Gardner died on Saturday, just three days after the dramatic campaign finance reform victory in the House of Representatives that has set the stage for fundamental reform of the federal campaign finance laws for the first time in more than 25 years.

On Thursday, I tried to get a message to him in California about the win. I'm not sure he ever received it, but it probably doesn't matter all that much. John Gardner knew he had set all of this in motion more than 30 years ago, when he first began educating the country on the corrupting dangers of big money in American politics.
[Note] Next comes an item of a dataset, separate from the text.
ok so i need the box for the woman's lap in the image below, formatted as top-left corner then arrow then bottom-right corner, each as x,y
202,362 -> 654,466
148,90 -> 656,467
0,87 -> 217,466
Gardner was a Renaissance man -- a leader, a philosopher, an educator, a communicator, an author, an organizer, a role model, a mentor, a public servant and a citizen activist. He was an intelligence officer, a foundation president, a Cabinet member, an adviser to presidents and a movement leader.

He also was a creator, providing the ideas and inspiration for such public ventures as public television and the White House Fellows Program and founding such institutions as Common Cause and Independent Sector.

One of Gardner's founding principles for Common Cause was the notion that "everyone's organized but the people," and he set out to change that.

Gardner believed deeply in democracy. He believed in citizens getting involved, in being active in their local communities and nationally, and in shaping their own destinies. He spent decades working toward that end.

Raul Yzaguirre, president of the National Council of La Raza, said of John Gardner: "He was an unsung hero, someone the average man on the street wouldn't have heard of but whose influence touched almost every American."

Above all, John Gardner was a powerful moral force in our society. He was a man of remarkable vision, creativity, insight, optimism -- and fearless integrity. He never moved away from his values and principles, no matter what the personal cost might be.

When Common Cause got involved in the anti-Vietnam War effort in 1971 as its first major battle, Gardner, a registered Republican, lost a number of longtime friends over it. He was undaunted.

When Common Cause had to decide in 1972 whether to sue President Nixon's reelection committee for campaign finance violations, something unheard of at that time, he made the decision without a moment's hesitation. He was unfazed when, shortly afterward, Nixon's campaign lawyer wrote to the Internal Revenue Service asking the agency to revoke his new organization's tax status.

John Gardner was mentor to the world. Untold numbers of individuals had their lives shaped by him, through either personal contacts or his books, such as "Self-Renewal and Excellence."

Gardner hired me in 1971 as a lobbyist for Common Cause and, unknown to me, set my life on a 31-year journey to reform the nation's campaign finance laws. Twenty-four of those years were spent at Gardner's Common Cause, including 14 as its president from 1981 to 1995. Fortunately, Gardner taught me early on that fundamental reform is not for the short winded.

The current Enron scandal with its influence money implications and its unethical corporate practices brings into sharp focus what Gardner once wrote in his publication, "National Renewal":

"The identifying of values is a light preliminary exercise before the real and heroic task, which is to make the values live. . . . Moral, ethical or spiritual values come alive only when living men and women recreate the values for their time -- by living the faith, by caring, by doing. It is true of religion; it is true of democracy; it is true of personal ethical codes."

I always used to think of John Gardner as "a radical in pinstripes," a man who was made for the days of the Founding Fathers and surely would have been one of them if he had been there.

Supreme Court Justice Louis Brandeis once said, "The most important office in our democracy is that of private citizen."

John Gardner was the citizen of his era.

The writer was president of Common Cause from 1981 to 1995 and a John Gardner friend for more than 30 years.